Pourquoi avez-vous accepté de rejoindre le groupe TF1 ?
Je l'ai fait pour deux raisons. Je dis toujours oui à des gens. En l'occurrence, là, ce sont François Pellissier, Gilles Pélisson et Thierry Thuillier qui m'ont fait cette proposition. J'avais envie de dire oui pour eux et pour les images. S'ils ne les avaient pas eues, j'aurais dit non. Pour le coup, j'ai eu la chance de travailler pour une chaîne où la star était le produit, les joueurs. Là, le groupe TF1 est le seul à tout avoir. Il y a beIN Sports aussi, mais c'est TF1 qui m'a fait cette proposition. J'ai dit oui à des hommes et à cet événement unique qui est la Coupe du monde en images.

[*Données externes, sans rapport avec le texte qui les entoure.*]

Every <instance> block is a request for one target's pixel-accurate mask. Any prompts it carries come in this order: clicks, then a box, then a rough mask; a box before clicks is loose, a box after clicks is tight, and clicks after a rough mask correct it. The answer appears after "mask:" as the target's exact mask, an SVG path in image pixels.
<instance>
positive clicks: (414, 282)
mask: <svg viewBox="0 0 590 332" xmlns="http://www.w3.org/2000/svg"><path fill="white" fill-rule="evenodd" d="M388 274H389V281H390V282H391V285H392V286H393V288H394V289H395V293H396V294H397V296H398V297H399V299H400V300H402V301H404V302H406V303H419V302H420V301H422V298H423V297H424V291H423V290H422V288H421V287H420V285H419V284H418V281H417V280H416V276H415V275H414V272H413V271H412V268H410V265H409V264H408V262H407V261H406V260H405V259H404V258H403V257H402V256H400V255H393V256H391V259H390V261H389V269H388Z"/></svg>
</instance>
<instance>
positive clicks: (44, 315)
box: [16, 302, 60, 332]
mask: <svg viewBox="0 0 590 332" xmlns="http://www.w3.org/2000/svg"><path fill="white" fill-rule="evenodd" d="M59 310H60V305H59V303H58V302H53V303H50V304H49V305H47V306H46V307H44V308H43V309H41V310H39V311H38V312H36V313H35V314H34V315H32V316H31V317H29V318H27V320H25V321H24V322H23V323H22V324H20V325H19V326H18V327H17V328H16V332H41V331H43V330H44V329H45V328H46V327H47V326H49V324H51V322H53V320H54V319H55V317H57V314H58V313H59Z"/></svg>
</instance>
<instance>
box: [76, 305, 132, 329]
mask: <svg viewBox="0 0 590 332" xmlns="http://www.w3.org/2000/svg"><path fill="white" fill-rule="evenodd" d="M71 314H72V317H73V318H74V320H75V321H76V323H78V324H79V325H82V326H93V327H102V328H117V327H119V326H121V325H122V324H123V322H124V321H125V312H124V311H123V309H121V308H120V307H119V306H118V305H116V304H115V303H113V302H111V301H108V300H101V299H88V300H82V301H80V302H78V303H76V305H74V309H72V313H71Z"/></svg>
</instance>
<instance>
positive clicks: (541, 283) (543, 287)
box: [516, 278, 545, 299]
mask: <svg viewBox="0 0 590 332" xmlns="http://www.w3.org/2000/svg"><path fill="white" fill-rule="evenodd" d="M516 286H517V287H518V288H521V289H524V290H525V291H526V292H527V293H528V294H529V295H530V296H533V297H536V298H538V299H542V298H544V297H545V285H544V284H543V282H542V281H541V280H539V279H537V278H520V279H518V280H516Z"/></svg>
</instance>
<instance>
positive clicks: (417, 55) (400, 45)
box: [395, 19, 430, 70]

Comment remet-on le pied à l'étrier quatre ans après avoir quitté le monde de la télévision ?
Je n'en sais rien. On verra jeudi soir quand je vais arriver sur le plateau. J'espère que ça va bien se passer. Tout le monde me dit : "Tu sais, c'est comme le vélo, ça ne s'oublie pas". Donc, j'espère que ça ne s'oublie pas.

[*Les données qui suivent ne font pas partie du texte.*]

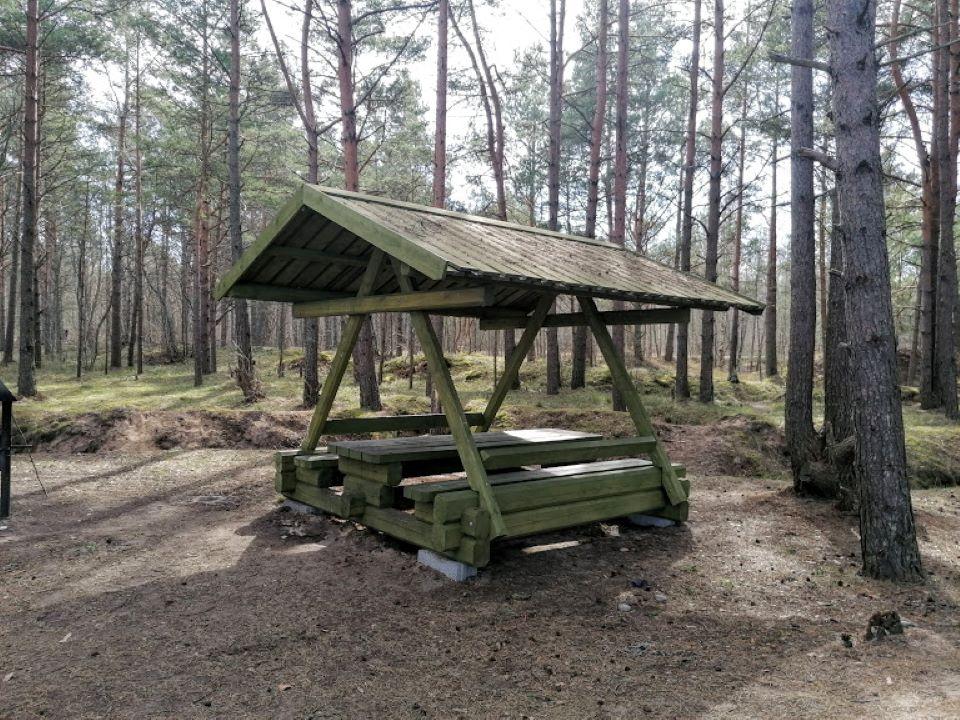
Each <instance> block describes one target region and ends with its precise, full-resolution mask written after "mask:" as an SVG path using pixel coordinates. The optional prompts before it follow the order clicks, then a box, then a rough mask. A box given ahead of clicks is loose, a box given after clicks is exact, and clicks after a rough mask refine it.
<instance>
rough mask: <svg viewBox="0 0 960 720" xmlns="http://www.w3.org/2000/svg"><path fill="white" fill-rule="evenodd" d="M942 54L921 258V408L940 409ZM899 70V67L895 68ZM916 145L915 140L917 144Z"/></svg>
mask: <svg viewBox="0 0 960 720" xmlns="http://www.w3.org/2000/svg"><path fill="white" fill-rule="evenodd" d="M937 17H938V14H937V12H936V5H934V12H933V14H932V16H931V23H930V24H931V26H932V28H933V29H932V30H931V38H930V39H931V42H932V44H933V45H934V46H936V45H937V44H938V43H939V41H940V40H939V38H940V33H939V29H938V27H937V26H938V21H937ZM942 59H943V55H942V54H941V53H939V52H934V53H932V54H931V60H932V72H931V91H932V94H933V103H932V104H933V113H932V114H933V118H932V121H933V126H934V127H933V131H932V132H931V133H930V154H929V162H930V172H929V200H928V202H925V203H924V206H923V211H924V219H925V220H926V224H927V226H928V227H929V237H926V236H925V237H924V238H923V252H922V254H921V257H920V292H921V295H922V302H921V304H920V346H921V350H920V359H921V365H920V407H921V408H924V409H931V408H935V407H937V406H938V405H939V404H940V402H941V400H940V383H939V379H938V374H937V336H936V335H937V333H936V331H937V320H936V318H937V295H938V288H937V279H938V264H939V263H938V259H939V256H940V173H941V170H942V168H941V167H940V159H941V154H940V145H941V134H942V133H941V131H940V129H939V126H940V125H941V124H942V123H943V122H945V117H946V115H945V112H944V111H943V110H942V109H941V107H940V106H941V104H942V103H943V101H944V95H945V93H944V92H942V91H941V89H940V87H939V86H940V83H941V81H942V79H943V73H942V72H941V71H940V61H941V60H942ZM894 67H896V65H894ZM914 142H916V141H914Z"/></svg>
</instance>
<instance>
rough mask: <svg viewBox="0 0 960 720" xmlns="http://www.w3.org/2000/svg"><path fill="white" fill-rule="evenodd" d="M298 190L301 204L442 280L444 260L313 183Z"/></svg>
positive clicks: (342, 226) (381, 248) (432, 276)
mask: <svg viewBox="0 0 960 720" xmlns="http://www.w3.org/2000/svg"><path fill="white" fill-rule="evenodd" d="M301 193H302V197H303V204H304V205H306V206H307V207H309V208H311V209H313V210H316V211H317V212H318V213H320V214H321V215H323V216H324V217H326V218H328V219H329V220H331V221H333V222H335V223H337V224H338V225H340V226H341V227H343V228H346V229H347V230H349V231H350V232H352V233H353V234H354V235H356V236H358V237H361V238H363V239H364V240H366V241H367V242H368V243H370V244H371V245H373V246H374V247H377V248H379V249H380V250H382V251H383V252H385V253H387V254H388V255H390V256H391V257H393V258H396V259H397V260H399V261H401V262H404V263H406V264H407V265H410V266H411V267H413V268H415V269H416V270H417V271H419V272H421V273H423V274H424V275H426V276H427V277H428V278H430V279H431V280H442V279H443V277H444V275H445V274H446V270H447V261H446V260H444V259H443V258H441V257H440V256H438V255H436V254H434V253H432V252H431V251H429V250H427V249H426V248H424V247H422V246H420V245H418V244H416V243H414V242H411V241H410V240H409V239H408V238H405V237H404V236H403V235H400V234H399V233H396V232H394V231H393V230H390V229H389V228H387V227H384V226H383V225H381V224H380V223H378V222H375V221H373V220H371V219H370V218H368V217H366V216H365V215H362V214H361V213H359V212H357V211H356V210H354V209H353V208H351V207H349V206H348V205H347V204H345V203H342V202H339V201H338V200H337V199H336V198H335V197H334V196H332V195H328V194H326V193H324V192H323V191H322V190H320V189H319V188H317V187H314V186H312V185H303V186H302V187H301ZM238 277H239V276H238Z"/></svg>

Vous êtes une ancienne figure de Canal+. Comment avez-vous réagi après l'échec du groupe lors de l'appel d'offres de la Ligue 1 ?
Je n'ai pas réagi parce que ça fait quatre ans que j'ai quitté cette chaîne. Ca fait quatre ans que l'histoire a changé, la leur et la mienne. Après, ce sont des sentiments personnels. Je n'ai pas pour habitude de livrer mes sentiments personnels. Ce que j'ai ressenti, ça n'intéresse personne. En revanche, je n'ai pas à commenter la stratégie d'une chaîne qui n'est plus la mienne depuis quatre ans. Je n'ai pas grand chose à en dire.

Les grandes affiches de Ligue 1 représentent tout de même l'un des points forts de Canal+.
Il y avait plein de choses qui étaient des points forts de la chaîne et qui ont changé. Les émissions en clair, c'étaient des points forts. La création, c'est le point fort. Le football avec la Ligue 1 et la Ligue des champions en particulier, c'étaient des points forts. Ca ne vous a pas échappé que depuis quatre ans, tout ça a changé. Je pense que c'est la fin d'une époque. Ca ne veut pas dire que la nouvelle époque qui s'ouvre sera moins bien pour eux. Je n'en sais rien. En tout cas, c'est la fin d'une époque et c'est la fin de notre époque.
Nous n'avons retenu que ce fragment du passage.